Люди эти, разумеется, не могут возбудить наших симпатий, но они очень полезны, потому что они натуралисты. Родоначальником их был Хам, бойкий парнишка, который обнажил наготу пьяного отца своего. Они тоже занимаются обнажением грязной наготы своего папаши — класса, наполняя полосы мещанских газет многословными описаниями семейного развала в мещанском обществе, рассказами об убийствах, самоубийствах, о разных формах воровства, мошенничества и жульничества. Их ремеслорыться в крови, грязи, в мусоре мещанской жизни, они очень увлечены этим ремеслом и дают широкую, весьма красочную картину истлевания, гниения европейской, буржуазной культуры. Они и сами тоже гнилые, но это — полезные гнилушки, потому что их «натурализм» освещает действительность довольно ярко. К показаниям этих людей нужно относиться внимательно, но подражать им не следует, потому что они людишки бездушные, воспринимают драмы своей мещанской действительности как материал, который продаётся, покупается и обеспечивает «натуралисту» известное количество жратвы.

В нашей, советской действительности довольно много всякого старья, оно быстро отмирает. У нас тоже существуют и кое-что пишут своеобразные «натуралисты». Я не решусь назвать их потомками Хама, ибо иногда мне кажется, что они подчёркивают бытие всякой дряни и гадости из соображений гигиенических, из желания поскорее доконать, добить издыхающее и вышвырнуть его прочь из быта. Но, подчёркивая, забывают о политическом такте.

Они очень зорко видят и как будто правдиво рассказывают. Вот, например, в книжке одного литературно грамотного сочинителя я читаю: «На работу в губполитпросвете человек с бородкой попал недавно и по недоразумению: раньше он был смотрителем кладбища».

Вы посмотрите, как смешно. И возможно, что это правда. Людей у нас везде не хватает, а смотритель кладбища мог оказаться человеком политически более воспитанным, чем автор книжки. Но зарубежные натуралисты и внутренние недоброжелатели рабоче-крестьянской власти обязательно сделают из этого анекдота иной вывод: в Союзе Советов политическим просвещением рабочей массы занимаются смотрители кладбищ. Для того, чтоб ещё более заострить уродство анекдота, могут превратить смотрителя в могильщика. Мещане, туземцы и старички-эмигранты Парижа, Берлина, Праги, Софии, Белграда утешены советским сочинителем, ликуют, звонят друг другу по телефону, кричат: «Вы читали о могильщиках? Хи-хи, каково

В книгах наших сочинителей я весьма часто встречаю такие анекдоты, но не буду приводить их здесь, ибо не нравится мне потешать мещан правдой, приятной для них и оживляющей подленькие их надежды.

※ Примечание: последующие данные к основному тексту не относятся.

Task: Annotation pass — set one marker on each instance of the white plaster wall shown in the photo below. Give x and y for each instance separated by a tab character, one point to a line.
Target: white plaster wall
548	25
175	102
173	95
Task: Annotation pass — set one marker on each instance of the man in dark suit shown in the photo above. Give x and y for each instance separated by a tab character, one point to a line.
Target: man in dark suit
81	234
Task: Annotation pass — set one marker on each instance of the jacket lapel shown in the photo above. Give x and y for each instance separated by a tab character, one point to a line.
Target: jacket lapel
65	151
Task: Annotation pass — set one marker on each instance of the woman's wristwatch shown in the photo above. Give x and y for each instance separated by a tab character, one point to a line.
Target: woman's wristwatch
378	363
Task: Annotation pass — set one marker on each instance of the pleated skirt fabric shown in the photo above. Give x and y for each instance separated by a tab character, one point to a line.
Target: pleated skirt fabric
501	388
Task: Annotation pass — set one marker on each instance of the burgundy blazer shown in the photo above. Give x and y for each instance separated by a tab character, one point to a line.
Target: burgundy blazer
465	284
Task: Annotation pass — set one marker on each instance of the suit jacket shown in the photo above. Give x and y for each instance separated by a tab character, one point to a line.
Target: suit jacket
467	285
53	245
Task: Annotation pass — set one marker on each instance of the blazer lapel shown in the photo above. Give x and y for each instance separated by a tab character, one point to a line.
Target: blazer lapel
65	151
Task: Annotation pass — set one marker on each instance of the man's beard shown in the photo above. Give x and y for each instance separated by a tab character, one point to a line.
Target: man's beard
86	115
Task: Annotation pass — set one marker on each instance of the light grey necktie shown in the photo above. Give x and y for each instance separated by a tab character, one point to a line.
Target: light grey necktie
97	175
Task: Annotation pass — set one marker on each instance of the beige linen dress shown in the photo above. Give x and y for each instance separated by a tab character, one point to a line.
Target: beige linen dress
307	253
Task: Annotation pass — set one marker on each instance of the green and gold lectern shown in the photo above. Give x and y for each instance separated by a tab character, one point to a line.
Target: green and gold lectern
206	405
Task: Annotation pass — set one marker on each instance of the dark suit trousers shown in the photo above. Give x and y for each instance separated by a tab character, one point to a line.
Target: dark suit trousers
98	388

Меня очень интересует вопрос: откуда у наших сочинителей это пристрастие к «правде», приятной мещанству? Эта «правда» — результат его классового творчества. Беседуя с одним автором по поводу его рукописи, почти сплошь построенной на материале пессимистических анекдотов и на герое, который мучается потому, что не может выбрать для себя достаточно звучной фамилии, я спросил: «Почему для меня, читателя, должно быть интересно, что какой-то болван Семиков, вместо того, чтобы работать, учиться, бормочет: Семиоков, Сумраков, Сумароков?» Я получил такой ответ: «Мне нравятся люди, которые живут бездейственно, внутри себя, развиваются самосильно, как вы».

Это — очень странный анекдот, ибо грубый, бытовой натурализм рукописи никак не согласуется с явным романтизмом угрюмого и сердитого автора. Романтизм свой он обнаружил в словах вполне определённо, но всё-таки романтизм этот кажется пришитым к авторовой коже, а не идущим изнутри его. И вообще мне довольно часто кажется, что некоторые молодые писатели учатся как будто не у действительности, а у Фридриха Шлегеля, который за 132 года до наших дней проповедовал, что «человеческое «я» находит своё истинное удовлетворение не в энергической деятельности, а в богоподобном искусстве бездействия, в отсутствии всякой деятельности, живёт «самонаслаждением» и чем более походит на растение, тем лучше для него».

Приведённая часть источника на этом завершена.